Voici ce que risquent concrètement les responsables :
Une épave d'avion historique n'est pas un simple amas de tôle. C'est un bien archéologique protégé par le Code du patrimoine, dont la gestion est assurée par le DRASSM (Département des recherches archéologiques subaquatiques et sous-marines) ;
Les aéronefs militaires, qu'ils soient alliés ou ennemis, demeurent la propriété inaliénable de leur État d'origine. S'il y a eu des pertes humaines lors du crash, l'épave acquiert le statut sacré de sépulture de guerre ;
Le Code pénal (art. 322-3-1) est strict. La destruction ou la dégradation d'un patrimoine archéologique est un délit passible de 7 ans d'emprisonnement et de 100 000 € d'amende (ou d'une amende pouvant s'élever à la moitié de la valeur estimée du bien détruit) ;
Les grands navires de plaisance sont tenus d'émettre leur position en permanence via le système AIS. En croisant la date du sinistre avec les trajectoires GPS des yachts sur la position exacte de l'épave, complétées par les témoignages des usagers de la mer, les enquêteurs pourront rapidement confirmer l’identification du navire fautif.

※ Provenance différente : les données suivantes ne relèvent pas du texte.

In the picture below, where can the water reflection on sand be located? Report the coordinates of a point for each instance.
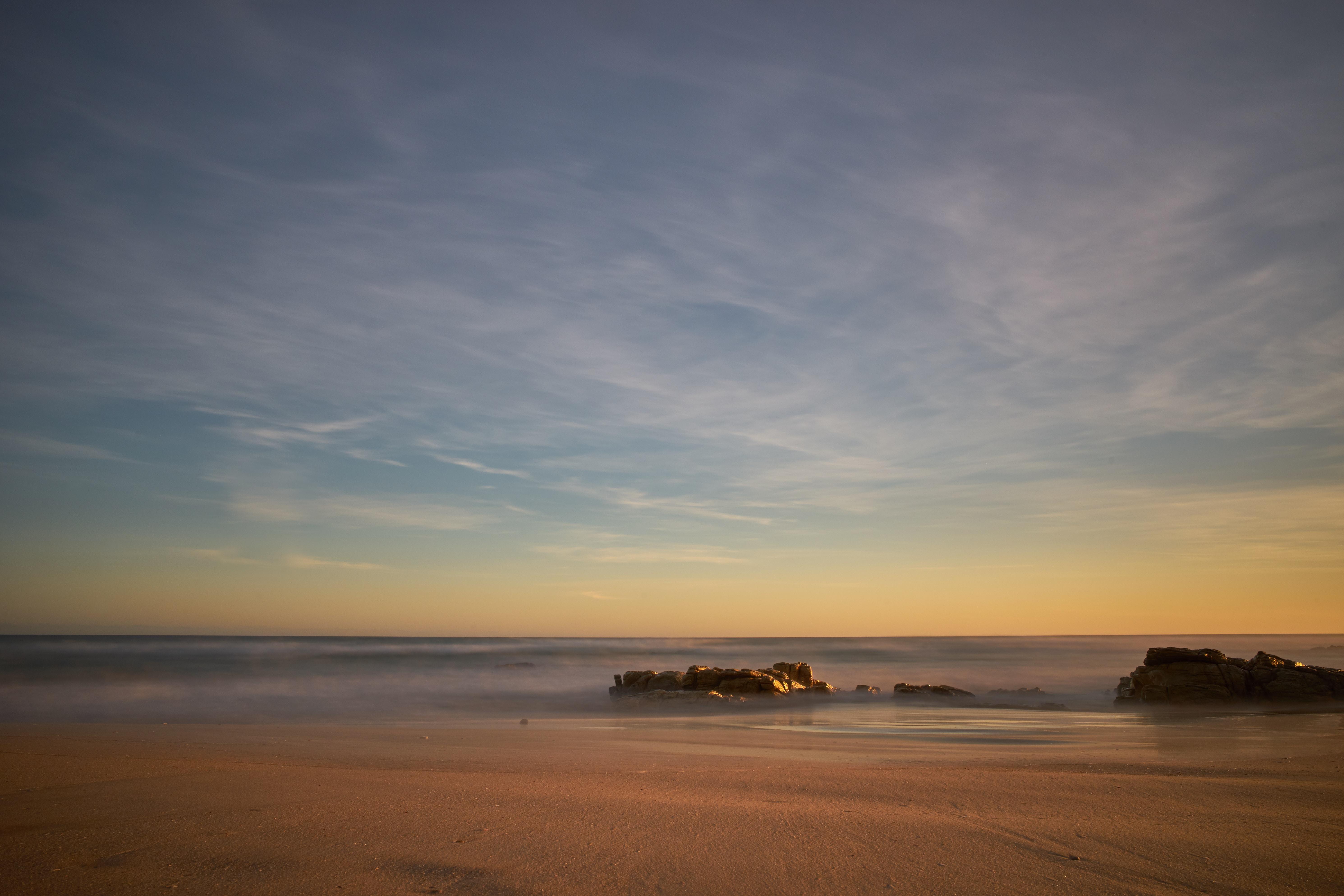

En résumé, le capitaine et l'armateur s'exposent à des poursuites judiciaires croisées émanant du ministère de la Culture et du ministère des Armées. Celles-ci peuvent mener à la saisie du navire, à des peines de prison et à des condamnations se chiffrant en centaines de milliers d'euros.
Bien sûr, ces sanctions semblent bien dérisoires face à la perte définitive de ce patrimoine. Mais tout comme pour la protection des habitats marins, ce désastre exige une réponse juridique à la hauteur de la destruction commise. Pour ce dossier, contrairement aux herbiers de Posidonie, il sera difficile d’argumenter sur « l’absence de démonstration rigoureuse ».
Mais ce n’est pas aussi simple que cela.
Le mouillage du bateau était dans une zone autorisée en zone périphérique du parc national des calanques. Comment une telle zone inclut en son sein un bien culturel et historique ? Même avec une autorisation, comment le capitaine ne s’est pas posé de question sur le devenir de son mouillage et de la proximité de l’épave clairement identifiée sur les cartes marines ? Mouiller à 40 mètres de profondeur pour un bateau dépassant les 200 mètres de longueur c’est immerger environ 250 mètres de chaine. Si l’ancre n’est pas remontée à la verticale, on image bien l’effet de cisaille sous l’eau.
L'enquête apportera des réponses. Mais au fond, cela ne changera rien : les dégâts sont irréversibles et nous avons perdu un élément de notre patrimoine culturel et maritime.
A l’image de la protection de nos habitats marins et de la biodiversité, la protection de notre patrimoine historique, culturel et maritime demande de nos jours une attention plus que renforcée, d’autant que contrairement au vivant, dans ce cas, on ne peut ni réparer, ni restaurer.